Do you see ways in which you have been damaged by religious faith? Churches or spiritual leaders that abused you in some way, or took advantage of you? People who wanted to tell you exactly where you were wrong, short-circuiting the voice of God in your life? People who conveyed that it’s about strict rules – don’t drink, don’t smoke, don’t go to movies, don’t dance, don’t have sex, don’t enjoy it if you do, don’t be seen hanging out with non-believers… Do you see ways that you have engaged in God-pushing and judging others, effectively using your faith in God to bludgeon and hammer other people? Do you remember walking away from these occasions filled with the satisfaction that you had “done your duty” for God? This is damaging, and if you have done this, it’s because it was done to you and that is what you learned. Hurting people hurt people.
Have you spent your life listening to your own internal voices that place constant demands on you that you can never live up to? This is destructive. It’s amazing to think that in pursuit of the spiritual life we can adopt attitudes and opinions and ways of being that cut God’s Spirit off in us.
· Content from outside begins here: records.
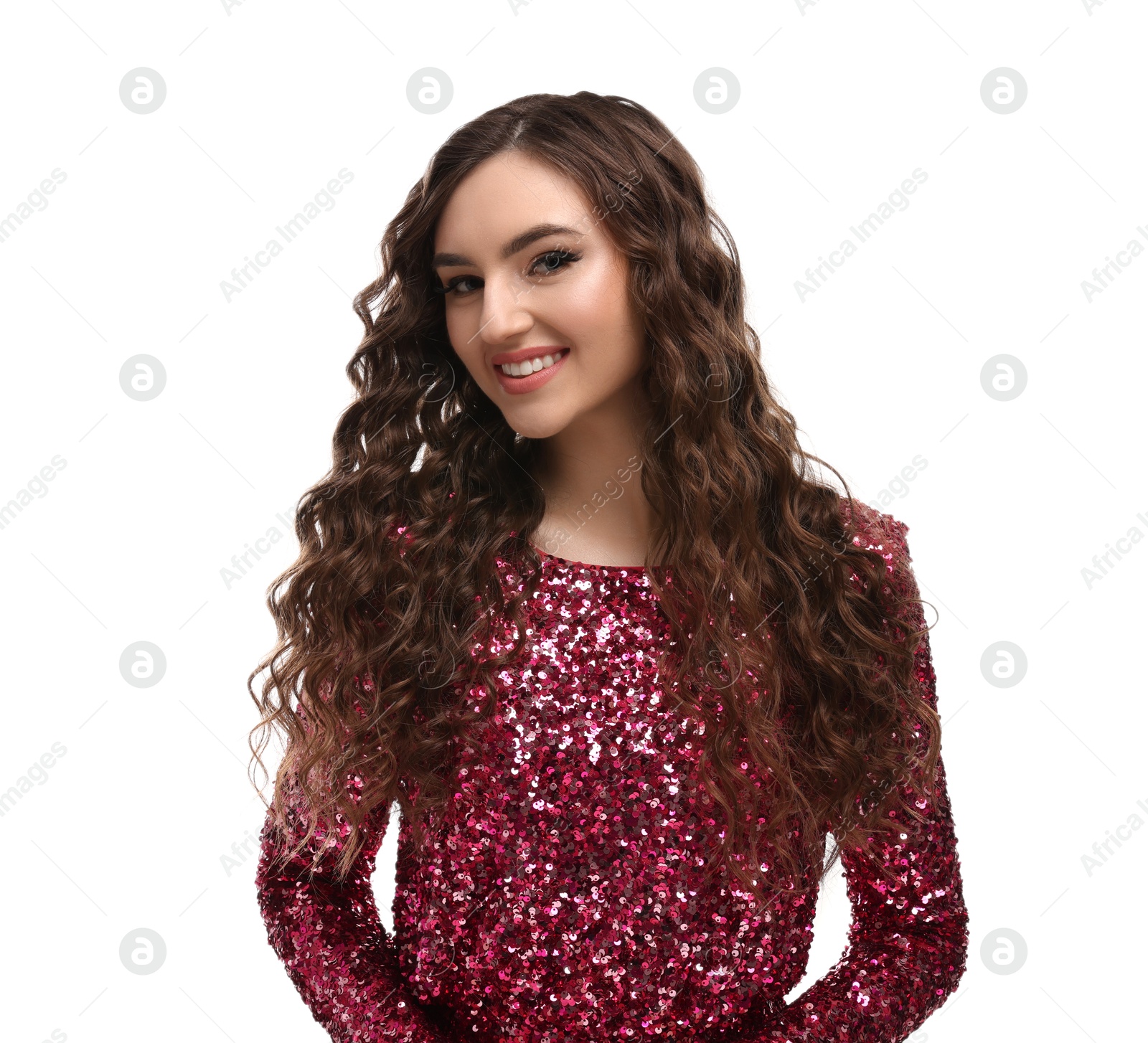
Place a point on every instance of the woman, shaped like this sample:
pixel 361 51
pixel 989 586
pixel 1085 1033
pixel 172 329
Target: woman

So parents, how do you influence your children spiritually without damaging them? Bosses who desire to make an impact in the world for God, how do you lead your employees without damaging them? Children and teen workers, how do you lead your students without damaging them? How do we lead you in worship without damaging you? As you are talking to your friends and family who may be seeking God, how do you lead them toward God without damaging them? How do you avoid imposing your own agenda, born of a need for approval, for adulation, for them to believe what you believe, on them? How do you pursue God without doing damage to yourself and other people?
The answer is: I’m not going to tell you. Think about it. Let the question work you over the way it did me as I prepared this week. Ask God. After all, he’s the one who told me, and he definitely wants you to know!
How do you pursue God without doing damage to yourself and other people?
Will you pray with me?
God, as a congregation we come to you seeking answers to this question. It is not our desire to damage ourselves or others as we pursue you. We are sincerely sorry that we have allowed our pursuit of light to be tainted by the darkness of our hearts, and we ask you to show us more and more how to walk in light. Thank you that you are greater than our darkness. Amen.
Let’s close by reading this together.
1 John 1:5
5…God is light; in him there is no darkness at all.